Few megaprojects draw as much attention as hosting the Games. In 2013, when Tokyo won the bid for 2020, the world was a different place. Japan hoped that hosting the event would stimulate growth in a lacklustre economy. Eighty per cent of Tokyo residents supported the bid.
In March 2020, COVID-19 forced the postponement of the Games by one year, presenting a massive logistical and financial challenge. Questions remain as to whether 2021 is a certainty.
Cost excesses in the billions, but no boost in growth
We have long been critical of the Games. Bids for hosting consistently and severely underestimate the outlays of the event, and no Olympics that has reliable data has delivered the competition within the budget in the bid.
Cost excesses are in the billions. Tokyo’s budget is 1.35 trillion yen (£10bn). The Japanese state auditor found government projects worth 1.06 trillion yen (£8bn) whose scope is directly relevant to the Games. Yet, the Tokyo Organising Committee does not account for the government spend in its budget. On top of that, the city of Tokyo is spending 810 billion yen (£6bn) on Olympic-related projects. Despite the outlay, an economic boost has not materialised.
Public support globally for hosting the Olympics has waned.
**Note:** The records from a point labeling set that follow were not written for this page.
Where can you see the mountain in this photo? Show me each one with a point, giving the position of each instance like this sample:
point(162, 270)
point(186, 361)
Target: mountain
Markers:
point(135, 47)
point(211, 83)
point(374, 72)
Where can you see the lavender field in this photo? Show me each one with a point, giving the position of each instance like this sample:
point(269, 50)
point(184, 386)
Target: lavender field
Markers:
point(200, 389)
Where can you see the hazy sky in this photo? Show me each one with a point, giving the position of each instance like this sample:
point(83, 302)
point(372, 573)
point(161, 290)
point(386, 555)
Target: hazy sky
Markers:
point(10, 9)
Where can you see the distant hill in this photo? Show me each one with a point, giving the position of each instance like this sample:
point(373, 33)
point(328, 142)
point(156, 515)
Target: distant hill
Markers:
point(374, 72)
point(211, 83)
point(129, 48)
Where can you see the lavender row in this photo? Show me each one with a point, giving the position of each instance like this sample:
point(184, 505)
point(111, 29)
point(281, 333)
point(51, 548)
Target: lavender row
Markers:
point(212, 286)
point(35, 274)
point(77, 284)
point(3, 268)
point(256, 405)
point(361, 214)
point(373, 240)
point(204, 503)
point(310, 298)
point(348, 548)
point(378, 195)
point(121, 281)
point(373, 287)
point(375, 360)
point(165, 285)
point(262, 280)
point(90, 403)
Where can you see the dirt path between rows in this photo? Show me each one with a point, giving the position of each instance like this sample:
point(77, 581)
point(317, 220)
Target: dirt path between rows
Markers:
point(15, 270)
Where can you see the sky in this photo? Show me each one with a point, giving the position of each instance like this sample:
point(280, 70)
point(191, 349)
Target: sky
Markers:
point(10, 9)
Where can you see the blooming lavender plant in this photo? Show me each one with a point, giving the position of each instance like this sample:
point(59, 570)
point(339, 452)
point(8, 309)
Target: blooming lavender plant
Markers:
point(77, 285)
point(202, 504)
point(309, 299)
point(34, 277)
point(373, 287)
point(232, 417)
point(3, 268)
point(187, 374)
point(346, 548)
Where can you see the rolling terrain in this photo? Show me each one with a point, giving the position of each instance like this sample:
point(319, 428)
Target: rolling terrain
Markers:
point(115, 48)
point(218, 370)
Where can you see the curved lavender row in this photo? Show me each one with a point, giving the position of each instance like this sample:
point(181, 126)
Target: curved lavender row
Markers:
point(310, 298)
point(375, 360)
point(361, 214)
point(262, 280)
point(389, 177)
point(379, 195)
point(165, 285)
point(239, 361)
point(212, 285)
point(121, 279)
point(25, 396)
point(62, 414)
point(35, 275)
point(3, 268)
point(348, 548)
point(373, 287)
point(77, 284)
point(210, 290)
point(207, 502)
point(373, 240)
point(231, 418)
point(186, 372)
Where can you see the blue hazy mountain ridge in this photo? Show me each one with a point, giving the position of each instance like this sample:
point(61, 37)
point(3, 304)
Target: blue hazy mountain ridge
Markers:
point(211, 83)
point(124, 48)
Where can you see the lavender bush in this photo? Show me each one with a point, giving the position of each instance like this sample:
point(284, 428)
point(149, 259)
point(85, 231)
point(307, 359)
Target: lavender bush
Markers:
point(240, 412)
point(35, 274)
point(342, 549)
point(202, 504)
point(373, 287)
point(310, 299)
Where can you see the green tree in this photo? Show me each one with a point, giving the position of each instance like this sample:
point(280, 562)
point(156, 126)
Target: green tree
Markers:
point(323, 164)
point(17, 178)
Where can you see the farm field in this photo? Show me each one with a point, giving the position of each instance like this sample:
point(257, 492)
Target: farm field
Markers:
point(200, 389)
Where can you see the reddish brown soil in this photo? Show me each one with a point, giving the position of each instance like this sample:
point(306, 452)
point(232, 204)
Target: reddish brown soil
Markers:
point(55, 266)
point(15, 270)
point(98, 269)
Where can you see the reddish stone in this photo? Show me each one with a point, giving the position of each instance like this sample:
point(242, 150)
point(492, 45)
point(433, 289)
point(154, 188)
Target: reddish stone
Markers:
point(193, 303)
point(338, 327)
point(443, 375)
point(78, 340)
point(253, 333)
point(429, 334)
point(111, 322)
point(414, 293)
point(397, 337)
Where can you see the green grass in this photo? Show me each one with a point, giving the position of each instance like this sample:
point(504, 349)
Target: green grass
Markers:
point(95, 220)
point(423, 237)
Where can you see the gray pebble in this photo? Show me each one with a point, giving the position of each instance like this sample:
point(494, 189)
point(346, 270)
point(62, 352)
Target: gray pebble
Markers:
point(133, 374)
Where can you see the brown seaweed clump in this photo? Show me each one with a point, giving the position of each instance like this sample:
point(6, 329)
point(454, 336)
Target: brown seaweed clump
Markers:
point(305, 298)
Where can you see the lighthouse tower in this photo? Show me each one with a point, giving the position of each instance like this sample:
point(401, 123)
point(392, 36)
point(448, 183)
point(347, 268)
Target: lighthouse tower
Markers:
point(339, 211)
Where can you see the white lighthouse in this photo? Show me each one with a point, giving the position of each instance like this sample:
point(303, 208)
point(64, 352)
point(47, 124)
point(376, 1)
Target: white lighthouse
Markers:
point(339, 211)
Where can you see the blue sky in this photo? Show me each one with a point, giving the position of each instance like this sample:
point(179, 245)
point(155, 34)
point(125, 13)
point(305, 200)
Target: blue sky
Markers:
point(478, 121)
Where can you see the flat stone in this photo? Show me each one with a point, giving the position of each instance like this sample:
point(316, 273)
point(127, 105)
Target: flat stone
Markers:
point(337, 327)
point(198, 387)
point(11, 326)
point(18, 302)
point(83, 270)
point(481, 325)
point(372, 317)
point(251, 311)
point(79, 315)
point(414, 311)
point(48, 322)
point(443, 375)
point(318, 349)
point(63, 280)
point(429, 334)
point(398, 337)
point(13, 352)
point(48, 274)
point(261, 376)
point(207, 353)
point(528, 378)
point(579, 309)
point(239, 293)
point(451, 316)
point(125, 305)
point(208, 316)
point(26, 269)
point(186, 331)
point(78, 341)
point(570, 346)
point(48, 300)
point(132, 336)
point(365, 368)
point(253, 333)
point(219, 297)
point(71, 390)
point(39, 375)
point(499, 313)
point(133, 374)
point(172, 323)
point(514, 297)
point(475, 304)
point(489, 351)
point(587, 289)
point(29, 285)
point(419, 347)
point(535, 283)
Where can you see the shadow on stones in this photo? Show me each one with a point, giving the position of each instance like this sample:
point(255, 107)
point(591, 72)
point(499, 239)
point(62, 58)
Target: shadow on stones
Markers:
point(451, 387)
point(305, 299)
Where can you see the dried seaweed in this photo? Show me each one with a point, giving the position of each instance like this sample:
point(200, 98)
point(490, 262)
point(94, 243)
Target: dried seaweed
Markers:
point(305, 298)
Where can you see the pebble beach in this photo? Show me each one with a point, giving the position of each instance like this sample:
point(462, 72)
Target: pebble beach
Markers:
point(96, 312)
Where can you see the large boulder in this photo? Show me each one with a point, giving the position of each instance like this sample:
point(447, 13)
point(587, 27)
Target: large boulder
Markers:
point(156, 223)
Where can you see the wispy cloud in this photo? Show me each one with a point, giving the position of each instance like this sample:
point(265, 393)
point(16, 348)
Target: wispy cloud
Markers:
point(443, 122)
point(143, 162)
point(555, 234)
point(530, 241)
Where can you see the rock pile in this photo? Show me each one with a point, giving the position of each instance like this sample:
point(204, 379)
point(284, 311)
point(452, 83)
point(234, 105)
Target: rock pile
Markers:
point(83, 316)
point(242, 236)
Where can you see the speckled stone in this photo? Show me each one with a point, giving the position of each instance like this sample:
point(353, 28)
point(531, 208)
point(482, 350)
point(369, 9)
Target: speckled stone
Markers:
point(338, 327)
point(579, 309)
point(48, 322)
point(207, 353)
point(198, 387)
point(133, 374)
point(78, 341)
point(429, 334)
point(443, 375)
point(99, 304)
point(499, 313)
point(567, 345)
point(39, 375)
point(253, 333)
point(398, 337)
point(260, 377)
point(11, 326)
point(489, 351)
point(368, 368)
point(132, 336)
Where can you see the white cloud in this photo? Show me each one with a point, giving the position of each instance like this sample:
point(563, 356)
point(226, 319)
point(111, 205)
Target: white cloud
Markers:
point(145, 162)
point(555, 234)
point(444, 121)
The International Olympic Committee (IOC) selected five cities to enter the final bidding process for 2024. Three chose to drop out. Instead of forcing the two remaining cities to compete, the IOC awarded 2024 to Paris and 2028 to Los Angeles.
This setback came despite the IOC’s attempt to change. In 2014, it adopted ‘Agenda 2020’, which set out recommendations to improve the sustainability of hosting the Games in a fragile world facing political, financial and health crises. These changes are not fundamental enough, but at least they show an appreciation of the need to adapt.
How to learn from, and through, crises
Whether crises have an internal trigger, like the Olympics sustainability crisis, or an external trigger, like COVID-19, a set of critical factors determine whether organisations survive or fail. Three failure factors are common in organisations that collapse: they miss the crisis, misunderstand the crisis in a way that leads to ineffective responses, or fail to learn from the crisis.
Most organisations and projects have now grasped what COVID-19 means. Trial-and-error learning dominates when organisations respond to crises. Most organisations have implemented first responses and continue to find new ones. These responses will, hopefully, ensure survival, which is why now is the time to start thinking hard about what can be learned from this.
Our research shows that dismissing a crisis as a unique event kills organisations in the long term. Therefore, learning from and through crises is essential. Research has found that learning focuses on four questions:
- How did we respond to the crisis?
- How did the crisis change the relationship between our organisation and its members?
- What are the structures, routines and processes that we need to (re)build, improve or let go?
- How did the crisis change our organisation’s identity and values?
Project leaders must reflect on their response to this crisis
This summer, we are having more and more of these conversations, and these will continue long after we emerge from the pandemic. As leaders in projects, we need to drive these conversations, and that starts with reflecting on our leadership.
How did you respond to the crisis? What worked and what did not work? How did the crisis change your relationship with team members? What practices do you want to start, stop or continue? How did the crisis change and challenge your values and identity as a project leader?
The Learning Legacy has been part of the Olympic Movement since Sydney 2000. The IOC and the leaders of the Tokyo Organising Committee will try to learn from the recent events and their response. So should we all.